There are a variety of factors that go into planning for your college education. Today’s advancements in digital and mobile technology have created a choice between two typical routes for higher education: on-campus and online learning.  Determining which of these types of learning environment best fits your schedule, personality, and preferences is helpful in making sure your experience is positive. So, what are the major differences between on-campus classes and online learning? And, what’s most important to you in your college and professional journey? Here are a few things to consider as you weigh your options.

Cost

As higher education costs continue to climb to astronomical heights in the U.S., it’s the perfect time to ask the question: Is attending college online cheaper than attending in person? In addition to comparing per credit hour costs, it’s worthwhile to look at associated fees with individual colleges and programs as they can vary significantly. Tuition for face to face classes typically include access to labs, classroom materials, and library resources but sometimes these fees are assessed as additional charges. Online classes may waive these fees since there is no physical meeting space and many make use of online materials. Other factors to consider are availability of scholarships, monthly payment programs, and financial aid. Understanding your financial capacity goes hand-in-hand with selecting a college for your higher education endeavors.

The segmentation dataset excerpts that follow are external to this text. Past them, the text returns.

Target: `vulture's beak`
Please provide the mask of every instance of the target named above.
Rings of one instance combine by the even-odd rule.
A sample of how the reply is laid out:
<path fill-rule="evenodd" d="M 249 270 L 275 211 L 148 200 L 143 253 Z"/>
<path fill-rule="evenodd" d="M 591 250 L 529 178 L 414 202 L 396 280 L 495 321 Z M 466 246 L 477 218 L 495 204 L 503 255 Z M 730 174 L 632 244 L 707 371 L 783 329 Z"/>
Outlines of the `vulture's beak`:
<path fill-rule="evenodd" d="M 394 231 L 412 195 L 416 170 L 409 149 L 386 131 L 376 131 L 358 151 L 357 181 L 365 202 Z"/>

Scheduling, flexibility, and pacing

Classes at brick and mortar schools have set start and end times on a weekly basis, which may promote a steady routine and make for simple scheduling for some students. With online learning, students are able to schedule their classes based on the rest of their day, not the other way around. Online classes may require you to join during a scheduled time for chat rooms or elements of class participation, but in general your schedule is in your hands. Because of these factors, online college provides overall flexibility when it comes to balancing your personal and academic lives, and offers greater control over the pace you set for yourself. The pace for in-person classroom courses is driven by the instructor and class meeting times, with deadlines that may help students stay on track. Have the time and feel ultra-ambitious? If you’re taking an online course, materials are typically always available online, so you have full control of your learning speed.

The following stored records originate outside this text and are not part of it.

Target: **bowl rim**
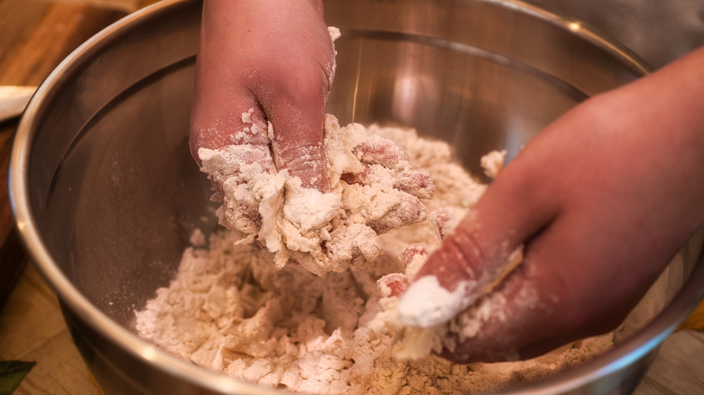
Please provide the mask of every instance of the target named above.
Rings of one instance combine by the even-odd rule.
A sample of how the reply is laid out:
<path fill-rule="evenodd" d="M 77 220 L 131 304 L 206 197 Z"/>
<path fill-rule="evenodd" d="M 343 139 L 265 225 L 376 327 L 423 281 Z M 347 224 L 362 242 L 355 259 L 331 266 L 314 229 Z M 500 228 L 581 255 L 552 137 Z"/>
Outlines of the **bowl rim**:
<path fill-rule="evenodd" d="M 521 0 L 460 1 L 493 3 L 515 8 L 543 22 L 570 30 L 573 34 L 604 49 L 620 60 L 622 63 L 630 65 L 634 70 L 641 75 L 646 75 L 653 70 L 652 67 L 630 50 L 606 39 L 579 21 L 560 16 Z M 162 0 L 128 14 L 106 27 L 78 47 L 41 84 L 25 108 L 11 149 L 8 189 L 12 211 L 21 242 L 43 278 L 59 296 L 60 302 L 69 308 L 70 314 L 76 315 L 93 330 L 118 344 L 123 351 L 164 373 L 208 390 L 221 393 L 246 391 L 246 393 L 280 394 L 282 392 L 276 390 L 264 388 L 198 367 L 142 339 L 136 334 L 113 321 L 81 295 L 59 269 L 40 237 L 37 223 L 30 209 L 28 190 L 31 188 L 31 185 L 27 173 L 32 142 L 38 120 L 46 106 L 51 104 L 52 92 L 60 87 L 63 76 L 75 69 L 76 64 L 79 63 L 80 60 L 89 57 L 97 49 L 103 48 L 114 41 L 124 30 L 142 23 L 150 18 L 168 14 L 178 6 L 195 2 L 197 0 Z M 695 301 L 699 301 L 702 297 L 704 297 L 704 253 L 699 256 L 697 266 L 681 291 L 663 311 L 634 336 L 617 347 L 581 363 L 569 372 L 528 383 L 523 388 L 512 390 L 512 393 L 539 394 L 574 390 L 590 382 L 595 382 L 606 375 L 627 368 L 635 361 L 655 351 L 659 344 L 686 319 L 697 306 Z M 64 309 L 64 314 L 66 312 Z"/>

Interactions with instructors/classmates

Do you prefer working alongside others or are you more successful working on your own? People who like a lot of interaction and group work may prefer face to face classes. Some students feel energized by being part of an academic group setting. Beyond office hours, campus-based institutions typically cannot offer 1-on-1 settings for instructional learning and discussions. Therefore, your interactions with your professor, teaching assistant, and classmates varies based on each person’s personality and daily accessibility. If you prefer to be on your own, online learning may better fit your preferences.  For online courses, you choose how and when to contact and interact with your instructor and/or peers. There is no pressure to feel a need to speak up in class, or opportunity to wonder about talking too often, because most of your communication with classmates happens through emails and online discussion forums.

Learning style

On-campus learning usually includes a combination of lectures and discussion meetings. Auditory learners may feel these environment better suit their needs. Beyond your actual classes, in-person courses may also have more opportunities for in-person presentations or group projects. Online classes ultimately come down to you and your course work, in a learning style that requires a different kind of self-discipline than face to face environments. Online learning programs often require more reading to do on your own. Online classes are using more video in recent years, so auditory learning options are increasing. Do you work well with technology and eReading? Do other people promote or inhibit your course work? It is important to determine what your ideal learning style and environment is before enrolling in any postsecondary classes.